The U.S. Supreme Court will not hear a controversial Arizona abortion case that could have had a severe impact on the landmark 1973 Roe vs. Wade ruling.

The high court on Monday did not comment on why it declined to hear the case.

The Arizona lawsuit, filed by the American Civil Liberties Union and the Center for Reproductive Rights, challenged a 2012 law that banned women from aborting most fetuses with a gestational age of 20 weeks. The 9th U.S. Circuit Court of Appeals ruled that House Bill 2036 was in violation of Roe vs. Wade, and HB 2036 is not currently in effect.

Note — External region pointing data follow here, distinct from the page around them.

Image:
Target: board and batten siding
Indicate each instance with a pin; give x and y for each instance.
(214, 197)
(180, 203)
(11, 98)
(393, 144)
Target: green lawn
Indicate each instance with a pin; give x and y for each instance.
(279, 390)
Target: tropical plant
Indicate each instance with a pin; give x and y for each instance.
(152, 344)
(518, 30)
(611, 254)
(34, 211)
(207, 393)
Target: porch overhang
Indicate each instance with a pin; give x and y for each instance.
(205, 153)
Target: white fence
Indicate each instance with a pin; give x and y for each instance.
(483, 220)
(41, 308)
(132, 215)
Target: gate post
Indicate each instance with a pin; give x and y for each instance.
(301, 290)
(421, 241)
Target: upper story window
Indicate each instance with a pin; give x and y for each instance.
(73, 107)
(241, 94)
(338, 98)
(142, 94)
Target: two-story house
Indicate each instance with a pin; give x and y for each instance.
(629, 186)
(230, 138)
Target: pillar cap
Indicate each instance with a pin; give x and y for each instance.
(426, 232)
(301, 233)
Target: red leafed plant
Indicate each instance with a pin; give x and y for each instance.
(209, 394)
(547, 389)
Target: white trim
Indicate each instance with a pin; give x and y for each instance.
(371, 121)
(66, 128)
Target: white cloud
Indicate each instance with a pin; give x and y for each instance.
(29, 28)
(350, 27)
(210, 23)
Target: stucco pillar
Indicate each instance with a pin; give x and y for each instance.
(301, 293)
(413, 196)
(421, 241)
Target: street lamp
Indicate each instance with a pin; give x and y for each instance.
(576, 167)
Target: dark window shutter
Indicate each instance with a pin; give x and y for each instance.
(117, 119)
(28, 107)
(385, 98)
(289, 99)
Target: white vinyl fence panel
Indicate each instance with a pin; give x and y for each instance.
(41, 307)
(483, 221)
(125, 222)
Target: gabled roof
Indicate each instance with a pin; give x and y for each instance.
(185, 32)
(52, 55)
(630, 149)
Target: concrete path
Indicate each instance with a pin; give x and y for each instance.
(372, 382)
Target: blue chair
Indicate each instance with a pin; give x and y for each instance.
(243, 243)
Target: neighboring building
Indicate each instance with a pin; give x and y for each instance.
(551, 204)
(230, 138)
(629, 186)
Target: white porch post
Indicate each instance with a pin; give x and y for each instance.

With the high court’s decision, the appeals-court ruling overturning the state law will stand as the final decision in the case.

“The Supreme Court soundly declined to review the 9th Circuit’s sound decision that Arizona’s abortion ban is clearly unconstitutional under long-standing precedent,” said Nancy Northup, president and CEO of the Center for Reproductive Rights. “This ensures that no Arizona women’s lives or health are harmed by this callous and unconstitutional law.”

Maricopa County Attorney Bill Montgomery filed the petition asking the high court to hear the case, arguing that unborn fetuses are capable of feeling pain as early as 16 to 20 weeks and that women are more susceptible to health problems as a consequence of abortions later in pregnancy. Montgomery on Monday said abortion proponents should not be cheering the high court’s decision.

“The increasing body of medical evidence that babies at 20 weeks are capable of feeling every rip and tear as they are severed from a mother’s womb and that women face an exponentially greater risk of death at 20 weeks erases the facade that abortion only deals with tissue and is safer than delivery,” he said. “Regardless of the rationale for denying review, today’s decision by the Supreme Court is disappointing.”

Montgomery in his petition had said that more recent scientific evidence of fetal pain should compel the court to reconsider a ruling made based on 1973 science.

Roe vs. Wade legalized abortion, stating that medical decisions during the first trimester (the first 12 weeks of gestation) could be made by a woman’s doctor. After that, states could regulate abortions during the second trimester only on issues relating to the mother’s health, and could ban them altogether in the third trimester.

The ruling has made it difficult for states to ban abortions before a fetus would be able to survive on its own outside the womb, generally considered to be at about 22-24 weeks.